Microsoft’s diverse defense works includes collaborating with the NSA on cybersecurity issues and providing software for the U.S. Special Operations Command – the people who, with the CIA, brought President Obama the head of Bin Laden. The company’s soaring defense sales of software and tech-support services to the Pentagon over recent years has effectively made MS and the US business partners in war, peace and national security.

The same goes for other tech companies including Apple and Google, whose private communications resources are also being tapped by the NSA’s metadata gathering of telephone and internet traffic (enabled in part by supercomputers made by Seattle-based Cray Inc.) The rival techies often battle for the same defense contracts, and it pays to have close ties and maintain good relationships with the Pentagon.

The MS/DoD alliance is evident the moment you seek to find out what kind of business Microsoft does with the Pentagon: search for MS contracts on the DoD website (the company racked up nearly $2 billion worth in the last year and a half alone) and the results are happily returned by the Pentagon’s Bing search engine.
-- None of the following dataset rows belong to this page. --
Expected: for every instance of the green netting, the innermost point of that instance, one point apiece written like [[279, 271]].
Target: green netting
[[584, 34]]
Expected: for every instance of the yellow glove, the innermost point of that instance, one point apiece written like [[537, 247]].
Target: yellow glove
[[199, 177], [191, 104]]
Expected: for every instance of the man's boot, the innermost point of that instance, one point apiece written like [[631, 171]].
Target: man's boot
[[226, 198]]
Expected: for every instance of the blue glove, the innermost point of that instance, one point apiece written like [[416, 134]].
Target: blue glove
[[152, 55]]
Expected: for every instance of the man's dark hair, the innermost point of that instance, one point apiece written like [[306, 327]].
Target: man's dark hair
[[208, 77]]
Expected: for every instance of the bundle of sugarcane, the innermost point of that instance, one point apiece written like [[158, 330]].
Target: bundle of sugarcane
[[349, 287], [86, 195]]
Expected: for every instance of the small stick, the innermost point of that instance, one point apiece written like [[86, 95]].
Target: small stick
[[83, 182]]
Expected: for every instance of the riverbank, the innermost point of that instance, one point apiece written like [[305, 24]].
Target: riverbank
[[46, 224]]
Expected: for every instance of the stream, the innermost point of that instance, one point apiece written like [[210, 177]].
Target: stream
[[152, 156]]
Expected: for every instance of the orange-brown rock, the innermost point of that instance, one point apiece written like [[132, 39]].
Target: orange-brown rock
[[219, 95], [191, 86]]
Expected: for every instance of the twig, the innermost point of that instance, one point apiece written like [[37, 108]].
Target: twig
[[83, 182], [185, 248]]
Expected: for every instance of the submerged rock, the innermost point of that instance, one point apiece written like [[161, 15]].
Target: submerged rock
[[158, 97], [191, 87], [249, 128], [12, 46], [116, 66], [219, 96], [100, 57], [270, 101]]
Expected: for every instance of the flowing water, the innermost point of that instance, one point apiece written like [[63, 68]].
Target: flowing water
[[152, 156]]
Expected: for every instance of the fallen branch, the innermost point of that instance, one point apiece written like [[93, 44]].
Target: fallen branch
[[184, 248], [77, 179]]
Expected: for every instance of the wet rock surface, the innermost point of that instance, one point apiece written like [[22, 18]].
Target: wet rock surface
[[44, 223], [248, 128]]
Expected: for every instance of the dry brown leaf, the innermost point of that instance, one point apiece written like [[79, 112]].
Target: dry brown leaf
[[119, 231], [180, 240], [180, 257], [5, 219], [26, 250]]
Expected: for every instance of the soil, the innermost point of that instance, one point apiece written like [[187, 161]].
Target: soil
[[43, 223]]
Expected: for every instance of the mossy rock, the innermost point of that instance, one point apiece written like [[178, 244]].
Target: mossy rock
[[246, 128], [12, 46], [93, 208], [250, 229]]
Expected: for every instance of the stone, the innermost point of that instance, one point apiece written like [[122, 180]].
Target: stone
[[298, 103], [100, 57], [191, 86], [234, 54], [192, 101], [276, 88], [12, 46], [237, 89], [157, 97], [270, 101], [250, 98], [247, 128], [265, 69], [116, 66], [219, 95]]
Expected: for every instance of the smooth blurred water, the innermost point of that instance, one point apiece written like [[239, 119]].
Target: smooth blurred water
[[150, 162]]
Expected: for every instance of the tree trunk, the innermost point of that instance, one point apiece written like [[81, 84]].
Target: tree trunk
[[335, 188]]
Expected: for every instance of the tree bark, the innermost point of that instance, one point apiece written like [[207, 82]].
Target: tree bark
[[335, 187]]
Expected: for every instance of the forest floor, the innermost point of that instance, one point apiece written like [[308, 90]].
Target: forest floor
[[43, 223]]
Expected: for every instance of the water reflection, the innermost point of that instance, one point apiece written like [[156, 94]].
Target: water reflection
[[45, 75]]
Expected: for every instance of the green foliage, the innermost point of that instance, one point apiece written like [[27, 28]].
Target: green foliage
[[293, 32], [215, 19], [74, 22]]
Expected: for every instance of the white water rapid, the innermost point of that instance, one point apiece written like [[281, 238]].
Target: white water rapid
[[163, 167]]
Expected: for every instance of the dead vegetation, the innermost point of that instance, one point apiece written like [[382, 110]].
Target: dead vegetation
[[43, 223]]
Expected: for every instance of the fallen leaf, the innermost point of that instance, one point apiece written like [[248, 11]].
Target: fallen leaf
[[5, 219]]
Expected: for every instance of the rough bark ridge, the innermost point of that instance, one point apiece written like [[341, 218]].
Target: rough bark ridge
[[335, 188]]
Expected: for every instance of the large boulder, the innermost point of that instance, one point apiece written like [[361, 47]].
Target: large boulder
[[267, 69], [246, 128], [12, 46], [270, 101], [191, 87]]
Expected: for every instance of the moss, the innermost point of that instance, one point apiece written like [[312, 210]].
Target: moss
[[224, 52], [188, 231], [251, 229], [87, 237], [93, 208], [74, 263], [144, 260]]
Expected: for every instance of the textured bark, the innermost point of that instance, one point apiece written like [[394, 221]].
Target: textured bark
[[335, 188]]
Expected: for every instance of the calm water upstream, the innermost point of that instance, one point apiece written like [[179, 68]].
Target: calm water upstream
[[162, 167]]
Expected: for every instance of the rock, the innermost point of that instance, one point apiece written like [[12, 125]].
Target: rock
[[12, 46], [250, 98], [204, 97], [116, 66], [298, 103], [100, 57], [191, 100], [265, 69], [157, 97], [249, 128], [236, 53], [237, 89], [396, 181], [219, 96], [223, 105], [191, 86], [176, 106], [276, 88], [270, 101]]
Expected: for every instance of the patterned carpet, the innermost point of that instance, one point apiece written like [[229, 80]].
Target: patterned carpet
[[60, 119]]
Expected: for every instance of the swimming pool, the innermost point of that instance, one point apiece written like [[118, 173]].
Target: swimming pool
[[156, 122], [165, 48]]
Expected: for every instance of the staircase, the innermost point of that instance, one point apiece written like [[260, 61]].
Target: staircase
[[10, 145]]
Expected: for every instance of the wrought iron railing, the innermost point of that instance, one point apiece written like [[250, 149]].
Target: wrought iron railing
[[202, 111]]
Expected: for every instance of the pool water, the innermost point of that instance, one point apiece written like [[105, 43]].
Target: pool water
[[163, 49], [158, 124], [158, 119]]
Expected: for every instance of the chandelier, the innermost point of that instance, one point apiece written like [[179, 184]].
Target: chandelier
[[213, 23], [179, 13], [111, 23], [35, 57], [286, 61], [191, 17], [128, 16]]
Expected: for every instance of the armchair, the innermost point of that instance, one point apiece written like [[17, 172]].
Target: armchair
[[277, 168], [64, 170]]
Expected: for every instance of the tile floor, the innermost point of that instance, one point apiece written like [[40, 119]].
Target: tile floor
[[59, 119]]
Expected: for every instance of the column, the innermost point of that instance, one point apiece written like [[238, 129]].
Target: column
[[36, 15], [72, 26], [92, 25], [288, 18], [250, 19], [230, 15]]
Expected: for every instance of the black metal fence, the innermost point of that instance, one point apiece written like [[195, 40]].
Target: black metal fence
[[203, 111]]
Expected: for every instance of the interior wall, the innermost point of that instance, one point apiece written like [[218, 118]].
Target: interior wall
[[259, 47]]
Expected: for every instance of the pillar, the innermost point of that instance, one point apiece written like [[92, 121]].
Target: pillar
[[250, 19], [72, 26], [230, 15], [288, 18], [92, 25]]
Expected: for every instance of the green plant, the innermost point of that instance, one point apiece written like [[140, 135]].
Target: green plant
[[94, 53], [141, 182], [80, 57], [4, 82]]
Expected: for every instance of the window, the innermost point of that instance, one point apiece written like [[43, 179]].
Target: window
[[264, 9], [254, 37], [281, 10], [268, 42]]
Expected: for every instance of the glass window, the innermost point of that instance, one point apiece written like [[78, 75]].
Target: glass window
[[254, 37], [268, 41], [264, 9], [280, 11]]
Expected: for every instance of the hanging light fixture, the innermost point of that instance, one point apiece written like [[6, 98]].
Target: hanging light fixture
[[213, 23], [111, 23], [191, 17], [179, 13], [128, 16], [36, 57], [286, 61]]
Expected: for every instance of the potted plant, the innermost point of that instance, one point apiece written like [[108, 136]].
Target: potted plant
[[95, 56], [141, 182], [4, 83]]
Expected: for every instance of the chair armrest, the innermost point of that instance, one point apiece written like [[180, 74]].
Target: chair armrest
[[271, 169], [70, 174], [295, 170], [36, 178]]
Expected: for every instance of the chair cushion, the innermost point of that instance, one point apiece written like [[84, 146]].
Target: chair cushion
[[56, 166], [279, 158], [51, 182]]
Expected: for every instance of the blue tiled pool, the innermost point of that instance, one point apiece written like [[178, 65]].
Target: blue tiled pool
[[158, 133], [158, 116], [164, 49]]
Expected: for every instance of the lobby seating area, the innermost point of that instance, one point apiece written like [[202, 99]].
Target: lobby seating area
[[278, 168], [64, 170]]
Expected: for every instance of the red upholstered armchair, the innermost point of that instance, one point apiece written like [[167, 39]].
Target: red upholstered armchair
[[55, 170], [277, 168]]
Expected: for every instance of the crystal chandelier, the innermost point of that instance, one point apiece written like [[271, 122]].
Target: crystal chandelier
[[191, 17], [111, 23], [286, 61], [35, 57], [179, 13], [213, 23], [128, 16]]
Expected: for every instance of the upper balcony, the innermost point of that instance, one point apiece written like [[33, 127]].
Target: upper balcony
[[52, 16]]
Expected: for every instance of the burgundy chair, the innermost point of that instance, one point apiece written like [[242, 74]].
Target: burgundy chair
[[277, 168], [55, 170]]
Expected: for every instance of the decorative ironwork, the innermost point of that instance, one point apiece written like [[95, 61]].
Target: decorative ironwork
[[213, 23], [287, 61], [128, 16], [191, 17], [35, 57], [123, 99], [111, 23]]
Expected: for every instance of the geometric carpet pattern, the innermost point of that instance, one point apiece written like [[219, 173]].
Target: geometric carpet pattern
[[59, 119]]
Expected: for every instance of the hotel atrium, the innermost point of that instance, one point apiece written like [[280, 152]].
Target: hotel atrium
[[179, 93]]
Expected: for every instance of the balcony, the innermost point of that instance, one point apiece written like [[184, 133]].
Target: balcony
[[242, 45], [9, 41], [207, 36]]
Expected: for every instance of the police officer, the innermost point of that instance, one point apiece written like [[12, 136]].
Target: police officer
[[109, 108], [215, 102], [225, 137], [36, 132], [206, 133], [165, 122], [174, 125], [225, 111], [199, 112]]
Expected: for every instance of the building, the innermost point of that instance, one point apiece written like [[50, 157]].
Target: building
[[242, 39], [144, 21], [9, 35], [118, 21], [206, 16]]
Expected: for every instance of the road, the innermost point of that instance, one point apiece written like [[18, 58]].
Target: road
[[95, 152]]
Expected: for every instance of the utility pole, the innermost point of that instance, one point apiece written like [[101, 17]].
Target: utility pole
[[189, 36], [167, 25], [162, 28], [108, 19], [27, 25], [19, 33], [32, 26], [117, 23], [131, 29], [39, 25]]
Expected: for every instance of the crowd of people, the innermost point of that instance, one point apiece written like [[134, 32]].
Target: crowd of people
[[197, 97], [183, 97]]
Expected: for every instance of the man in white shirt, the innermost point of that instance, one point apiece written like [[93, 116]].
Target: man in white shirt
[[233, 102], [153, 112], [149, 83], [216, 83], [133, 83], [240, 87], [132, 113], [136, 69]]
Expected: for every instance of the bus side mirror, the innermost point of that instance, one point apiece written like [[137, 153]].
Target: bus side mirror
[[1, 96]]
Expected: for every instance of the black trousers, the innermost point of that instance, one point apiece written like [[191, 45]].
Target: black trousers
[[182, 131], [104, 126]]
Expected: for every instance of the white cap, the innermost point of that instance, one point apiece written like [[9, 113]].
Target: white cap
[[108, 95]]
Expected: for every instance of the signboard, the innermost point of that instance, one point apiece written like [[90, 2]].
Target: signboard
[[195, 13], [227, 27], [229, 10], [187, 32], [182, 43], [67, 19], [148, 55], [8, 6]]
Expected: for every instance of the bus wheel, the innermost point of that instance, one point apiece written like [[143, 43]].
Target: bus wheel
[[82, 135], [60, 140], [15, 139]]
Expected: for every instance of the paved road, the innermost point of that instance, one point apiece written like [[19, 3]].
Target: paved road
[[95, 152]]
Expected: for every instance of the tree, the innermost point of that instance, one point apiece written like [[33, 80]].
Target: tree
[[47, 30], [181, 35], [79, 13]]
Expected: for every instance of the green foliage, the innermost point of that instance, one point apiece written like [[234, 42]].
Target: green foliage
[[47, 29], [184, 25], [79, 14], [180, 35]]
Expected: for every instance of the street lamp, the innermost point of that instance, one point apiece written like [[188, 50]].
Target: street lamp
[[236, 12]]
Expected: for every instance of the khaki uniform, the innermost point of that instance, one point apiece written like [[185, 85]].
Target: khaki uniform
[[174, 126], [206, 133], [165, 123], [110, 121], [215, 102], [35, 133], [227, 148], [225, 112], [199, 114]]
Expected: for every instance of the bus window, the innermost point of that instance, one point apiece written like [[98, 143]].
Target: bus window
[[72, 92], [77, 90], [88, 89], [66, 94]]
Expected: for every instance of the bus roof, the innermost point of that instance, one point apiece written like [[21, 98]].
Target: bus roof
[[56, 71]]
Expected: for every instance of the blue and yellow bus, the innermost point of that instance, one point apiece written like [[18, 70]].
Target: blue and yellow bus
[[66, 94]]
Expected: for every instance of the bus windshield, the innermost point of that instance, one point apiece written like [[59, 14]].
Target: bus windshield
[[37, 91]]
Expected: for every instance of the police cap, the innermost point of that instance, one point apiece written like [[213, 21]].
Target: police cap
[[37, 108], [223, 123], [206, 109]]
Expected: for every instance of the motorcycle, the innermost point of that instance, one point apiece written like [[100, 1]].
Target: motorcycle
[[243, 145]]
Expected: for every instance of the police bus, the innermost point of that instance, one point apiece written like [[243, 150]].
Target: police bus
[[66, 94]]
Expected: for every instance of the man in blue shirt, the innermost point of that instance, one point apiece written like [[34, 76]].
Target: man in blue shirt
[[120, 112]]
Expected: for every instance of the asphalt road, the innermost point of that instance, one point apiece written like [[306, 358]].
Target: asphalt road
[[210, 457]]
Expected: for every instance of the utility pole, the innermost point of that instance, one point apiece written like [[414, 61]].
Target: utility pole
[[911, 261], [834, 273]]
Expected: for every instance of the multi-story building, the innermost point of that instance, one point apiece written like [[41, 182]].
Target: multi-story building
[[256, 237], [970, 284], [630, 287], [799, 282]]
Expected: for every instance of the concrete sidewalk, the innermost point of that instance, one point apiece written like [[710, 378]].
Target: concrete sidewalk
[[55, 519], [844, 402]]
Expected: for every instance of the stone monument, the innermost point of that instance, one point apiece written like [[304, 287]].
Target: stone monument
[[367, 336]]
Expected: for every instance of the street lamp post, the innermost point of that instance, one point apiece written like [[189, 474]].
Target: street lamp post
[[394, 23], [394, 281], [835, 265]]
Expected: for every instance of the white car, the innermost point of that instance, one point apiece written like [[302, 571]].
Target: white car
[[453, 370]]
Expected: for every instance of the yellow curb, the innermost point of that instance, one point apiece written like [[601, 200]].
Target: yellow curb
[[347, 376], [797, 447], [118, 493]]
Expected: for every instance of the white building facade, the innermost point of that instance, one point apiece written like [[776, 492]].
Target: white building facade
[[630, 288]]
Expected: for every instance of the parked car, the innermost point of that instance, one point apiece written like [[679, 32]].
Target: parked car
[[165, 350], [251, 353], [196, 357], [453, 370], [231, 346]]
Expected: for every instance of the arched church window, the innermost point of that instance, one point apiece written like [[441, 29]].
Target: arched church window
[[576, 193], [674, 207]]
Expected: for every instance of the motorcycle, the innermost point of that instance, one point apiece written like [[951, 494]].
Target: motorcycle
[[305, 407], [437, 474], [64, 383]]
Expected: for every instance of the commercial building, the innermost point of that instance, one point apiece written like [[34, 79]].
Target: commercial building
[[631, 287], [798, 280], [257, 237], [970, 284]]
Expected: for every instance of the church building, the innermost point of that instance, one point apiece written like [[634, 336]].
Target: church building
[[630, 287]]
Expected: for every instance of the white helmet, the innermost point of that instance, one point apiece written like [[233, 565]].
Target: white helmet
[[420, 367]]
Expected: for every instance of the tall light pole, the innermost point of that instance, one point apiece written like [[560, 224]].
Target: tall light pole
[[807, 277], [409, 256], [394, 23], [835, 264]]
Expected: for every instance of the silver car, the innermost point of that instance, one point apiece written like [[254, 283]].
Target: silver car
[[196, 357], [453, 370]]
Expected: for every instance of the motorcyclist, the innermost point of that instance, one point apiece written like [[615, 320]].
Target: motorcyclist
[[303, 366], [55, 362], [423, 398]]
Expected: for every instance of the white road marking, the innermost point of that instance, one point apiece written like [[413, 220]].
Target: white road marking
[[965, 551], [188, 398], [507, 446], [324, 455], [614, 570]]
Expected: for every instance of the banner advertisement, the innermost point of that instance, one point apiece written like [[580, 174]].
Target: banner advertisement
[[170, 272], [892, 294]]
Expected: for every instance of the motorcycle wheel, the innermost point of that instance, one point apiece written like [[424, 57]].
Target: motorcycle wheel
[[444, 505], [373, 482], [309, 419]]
In a statement, Microsoft says “We have clear principles which guide the response across our entire company to government demands for customer information for both law enforcement and national security issues,” adding: “There are aspects of this debate that we wish we were able to discuss more freely.  That’s why we’ve argued for additional transparency that would help everyone understand and debate these important issues.” 

On Tuesday, Microsoft general counsel Brad Smith, in a letter to Attorney General Eric Holder, officially asked that the court’s gag order on metadata requests be lifted; the AG’s office is reviewing the letter.

It seems an earnest request, though cynics saw it as a public relations gesture, suspecting Microsoft really doesn’t want to explain some seemingly contradictory info. For instance, the NSA and apparently Microsoft began integrating Skype into the Prism data mining system in November 2010. If Microsoft, as claimed, acts only when told to do so by the Fisa court, why did that integration begin taking place three months before Microsoft was served with the US directive to do so?, according to Snowden’s NSA documents.

As D. C. attorney Peter Toren told the blogsite law360.com, releasing Fisa details “could end up hurting them if it turns out that the disclosure is inconsistent with previous statements about how much information [the company] shares. It might be better to leave it the way it is.” History anxiously awaits the outcome.